Nella diversità dei tempi essa viene alimentata da una tradizione ininterrotta di contenuti e anche di linguaggio, che non ammette discontinuità drastiche e rivoluzionarie, pena la perdita dell’identità.
È lecito almeno nutrire qualche perplessità di fronte a un teologo che sia persuaso di proporre dottrine teologiche inusitate e singolari, mai insegnate prima di lui.
Non per questo, tuttavia, la teologia è destinata a una pura ripetizione.
La storia stessa della teologia mostra quanto, senza spezzare la continuità, essa si sia variamente e anche profondamente rinnovata: ma non per aver in certo modo occultato o disatteso il mistero; al contrario, per averlo lasciato emergere con più forza e coerenza.
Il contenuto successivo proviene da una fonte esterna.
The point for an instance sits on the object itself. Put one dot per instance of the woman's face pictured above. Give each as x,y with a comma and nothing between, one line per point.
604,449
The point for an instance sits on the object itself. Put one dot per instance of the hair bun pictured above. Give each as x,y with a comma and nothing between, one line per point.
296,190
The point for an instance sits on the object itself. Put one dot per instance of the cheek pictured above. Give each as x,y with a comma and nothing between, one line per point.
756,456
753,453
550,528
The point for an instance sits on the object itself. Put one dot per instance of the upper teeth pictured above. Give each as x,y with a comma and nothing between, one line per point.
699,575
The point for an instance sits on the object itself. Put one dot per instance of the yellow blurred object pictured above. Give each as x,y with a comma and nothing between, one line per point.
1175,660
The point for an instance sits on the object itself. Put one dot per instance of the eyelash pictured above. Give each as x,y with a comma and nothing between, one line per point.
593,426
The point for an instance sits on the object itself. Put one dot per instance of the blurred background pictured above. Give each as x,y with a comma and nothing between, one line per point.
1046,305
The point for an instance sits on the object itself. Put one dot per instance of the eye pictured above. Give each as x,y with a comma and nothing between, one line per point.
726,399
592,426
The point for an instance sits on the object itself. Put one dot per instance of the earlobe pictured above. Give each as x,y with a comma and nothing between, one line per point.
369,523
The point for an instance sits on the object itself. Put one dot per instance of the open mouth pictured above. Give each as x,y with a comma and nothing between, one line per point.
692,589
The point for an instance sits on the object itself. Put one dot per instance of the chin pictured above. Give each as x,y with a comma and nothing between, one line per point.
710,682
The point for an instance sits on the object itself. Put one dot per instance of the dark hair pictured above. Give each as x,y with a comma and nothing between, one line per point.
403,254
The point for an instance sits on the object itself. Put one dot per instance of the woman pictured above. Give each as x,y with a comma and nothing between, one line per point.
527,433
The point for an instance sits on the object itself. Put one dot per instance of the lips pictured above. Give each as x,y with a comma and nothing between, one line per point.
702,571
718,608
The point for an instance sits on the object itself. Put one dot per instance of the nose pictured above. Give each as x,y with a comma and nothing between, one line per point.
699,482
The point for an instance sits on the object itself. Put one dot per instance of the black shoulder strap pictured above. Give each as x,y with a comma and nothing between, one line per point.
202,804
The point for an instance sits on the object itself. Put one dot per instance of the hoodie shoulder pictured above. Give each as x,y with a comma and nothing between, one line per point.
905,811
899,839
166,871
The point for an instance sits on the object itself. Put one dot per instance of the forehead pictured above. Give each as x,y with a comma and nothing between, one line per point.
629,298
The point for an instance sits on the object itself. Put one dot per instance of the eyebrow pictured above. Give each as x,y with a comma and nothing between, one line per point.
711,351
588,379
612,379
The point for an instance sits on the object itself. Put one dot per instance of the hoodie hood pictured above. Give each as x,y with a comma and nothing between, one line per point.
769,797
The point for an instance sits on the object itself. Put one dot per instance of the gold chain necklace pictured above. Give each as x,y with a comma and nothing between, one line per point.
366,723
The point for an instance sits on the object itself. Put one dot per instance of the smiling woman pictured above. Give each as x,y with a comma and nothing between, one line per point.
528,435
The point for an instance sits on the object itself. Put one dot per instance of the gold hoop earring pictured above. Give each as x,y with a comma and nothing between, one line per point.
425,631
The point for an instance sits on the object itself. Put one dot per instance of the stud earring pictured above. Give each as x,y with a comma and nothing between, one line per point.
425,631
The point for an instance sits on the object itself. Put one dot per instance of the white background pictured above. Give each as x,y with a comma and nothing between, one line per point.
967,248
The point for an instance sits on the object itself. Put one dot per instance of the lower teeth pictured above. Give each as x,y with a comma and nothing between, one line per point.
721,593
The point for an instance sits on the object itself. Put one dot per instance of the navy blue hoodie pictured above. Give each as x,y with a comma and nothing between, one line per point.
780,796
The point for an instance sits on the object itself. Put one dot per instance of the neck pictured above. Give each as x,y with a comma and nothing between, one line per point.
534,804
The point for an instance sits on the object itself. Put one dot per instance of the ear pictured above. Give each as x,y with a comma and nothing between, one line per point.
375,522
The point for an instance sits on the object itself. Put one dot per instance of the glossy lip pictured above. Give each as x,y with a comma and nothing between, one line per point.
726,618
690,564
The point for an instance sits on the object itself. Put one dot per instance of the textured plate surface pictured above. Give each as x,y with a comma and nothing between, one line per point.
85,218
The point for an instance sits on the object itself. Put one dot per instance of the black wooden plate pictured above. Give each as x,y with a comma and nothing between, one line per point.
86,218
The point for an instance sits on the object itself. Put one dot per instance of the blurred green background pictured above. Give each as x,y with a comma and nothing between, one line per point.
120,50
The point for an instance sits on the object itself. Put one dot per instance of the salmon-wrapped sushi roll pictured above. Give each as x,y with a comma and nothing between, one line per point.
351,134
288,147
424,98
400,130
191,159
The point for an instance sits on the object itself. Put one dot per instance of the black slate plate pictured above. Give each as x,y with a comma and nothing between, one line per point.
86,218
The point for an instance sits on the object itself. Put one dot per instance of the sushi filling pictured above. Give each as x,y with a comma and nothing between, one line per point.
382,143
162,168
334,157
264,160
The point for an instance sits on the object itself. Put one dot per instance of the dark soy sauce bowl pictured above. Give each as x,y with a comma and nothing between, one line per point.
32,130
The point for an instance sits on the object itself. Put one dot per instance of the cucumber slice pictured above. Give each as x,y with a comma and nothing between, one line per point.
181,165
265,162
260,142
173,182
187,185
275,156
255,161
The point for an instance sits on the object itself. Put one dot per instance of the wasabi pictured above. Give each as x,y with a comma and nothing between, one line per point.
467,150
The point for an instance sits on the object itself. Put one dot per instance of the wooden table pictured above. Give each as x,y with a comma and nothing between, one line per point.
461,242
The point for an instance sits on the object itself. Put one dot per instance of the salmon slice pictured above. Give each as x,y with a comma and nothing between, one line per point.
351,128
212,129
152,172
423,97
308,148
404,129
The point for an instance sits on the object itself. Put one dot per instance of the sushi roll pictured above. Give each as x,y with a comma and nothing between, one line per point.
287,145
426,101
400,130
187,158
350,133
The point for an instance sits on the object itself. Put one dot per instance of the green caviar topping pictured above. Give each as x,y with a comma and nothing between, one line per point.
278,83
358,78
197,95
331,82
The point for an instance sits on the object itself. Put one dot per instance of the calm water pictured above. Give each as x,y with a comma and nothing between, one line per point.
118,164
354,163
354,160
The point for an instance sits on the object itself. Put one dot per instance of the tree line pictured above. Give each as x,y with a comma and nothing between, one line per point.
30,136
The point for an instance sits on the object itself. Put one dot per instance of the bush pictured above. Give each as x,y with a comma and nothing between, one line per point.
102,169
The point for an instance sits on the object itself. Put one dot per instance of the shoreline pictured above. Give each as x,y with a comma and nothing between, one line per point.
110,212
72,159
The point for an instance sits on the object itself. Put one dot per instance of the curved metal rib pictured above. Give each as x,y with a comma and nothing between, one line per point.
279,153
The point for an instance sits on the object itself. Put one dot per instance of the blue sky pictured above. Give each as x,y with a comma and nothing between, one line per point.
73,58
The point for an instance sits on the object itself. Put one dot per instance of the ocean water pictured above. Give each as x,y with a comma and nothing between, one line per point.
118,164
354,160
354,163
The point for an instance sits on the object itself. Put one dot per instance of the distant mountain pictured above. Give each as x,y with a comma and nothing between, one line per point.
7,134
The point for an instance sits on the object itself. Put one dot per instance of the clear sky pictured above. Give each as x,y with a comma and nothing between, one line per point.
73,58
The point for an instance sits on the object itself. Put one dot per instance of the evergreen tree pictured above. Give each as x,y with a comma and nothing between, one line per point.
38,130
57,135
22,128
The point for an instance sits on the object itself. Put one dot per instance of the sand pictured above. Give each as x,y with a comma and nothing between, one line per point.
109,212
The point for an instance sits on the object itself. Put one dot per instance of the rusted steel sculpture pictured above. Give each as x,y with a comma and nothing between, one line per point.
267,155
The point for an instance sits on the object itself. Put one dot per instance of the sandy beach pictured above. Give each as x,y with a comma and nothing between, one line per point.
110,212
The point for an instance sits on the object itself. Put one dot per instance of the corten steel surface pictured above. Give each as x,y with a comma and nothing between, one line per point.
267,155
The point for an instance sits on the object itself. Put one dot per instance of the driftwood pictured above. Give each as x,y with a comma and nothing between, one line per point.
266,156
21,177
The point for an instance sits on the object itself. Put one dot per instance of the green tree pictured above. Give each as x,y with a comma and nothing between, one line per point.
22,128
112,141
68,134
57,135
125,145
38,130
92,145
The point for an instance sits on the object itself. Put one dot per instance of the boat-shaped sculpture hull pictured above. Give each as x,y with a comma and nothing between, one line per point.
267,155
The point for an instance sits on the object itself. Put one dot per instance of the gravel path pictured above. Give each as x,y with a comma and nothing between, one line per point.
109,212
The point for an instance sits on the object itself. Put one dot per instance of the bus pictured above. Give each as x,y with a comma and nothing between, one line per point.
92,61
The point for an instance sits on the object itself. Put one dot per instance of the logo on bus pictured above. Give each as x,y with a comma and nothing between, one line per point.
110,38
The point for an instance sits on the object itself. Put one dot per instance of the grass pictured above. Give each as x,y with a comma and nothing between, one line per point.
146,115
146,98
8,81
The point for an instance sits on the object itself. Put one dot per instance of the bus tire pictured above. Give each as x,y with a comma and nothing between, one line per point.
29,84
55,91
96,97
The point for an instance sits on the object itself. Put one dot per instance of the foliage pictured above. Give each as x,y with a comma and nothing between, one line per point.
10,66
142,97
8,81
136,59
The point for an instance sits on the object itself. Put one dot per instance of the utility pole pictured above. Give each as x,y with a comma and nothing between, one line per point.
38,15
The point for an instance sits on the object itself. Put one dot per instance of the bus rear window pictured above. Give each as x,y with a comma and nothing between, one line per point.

La teologia non si lascia impressionare e condizionare dal mito del divenire e del progresso, consapevole com’è che essa è nata e di continuo rinasce dalle risorse inesauste e immodificabili della rivelazione divina che si è compiuta e non si logora, dalla comunione con la Parola di Dio, antica e sempre nuova.
È anche vero che al rinnovamento della teologia può concorrere una nuova filosofia, ma a condizione che essa offra, per così dire, uno spazio più aperto alla prevalenza e all’intelligenza del mistero e che venga esercitata all’interno dell'”intelletto della fede”.
È significativo che il geniale storico della teologia medievale, Marie-Dominique Chenu, affermi che “non è l’ingresso di Aristotele a determinare il pensiero di san Tommaso, così come non è la rinascita dell’Antichità a costituire la teologia del secolo XIII”.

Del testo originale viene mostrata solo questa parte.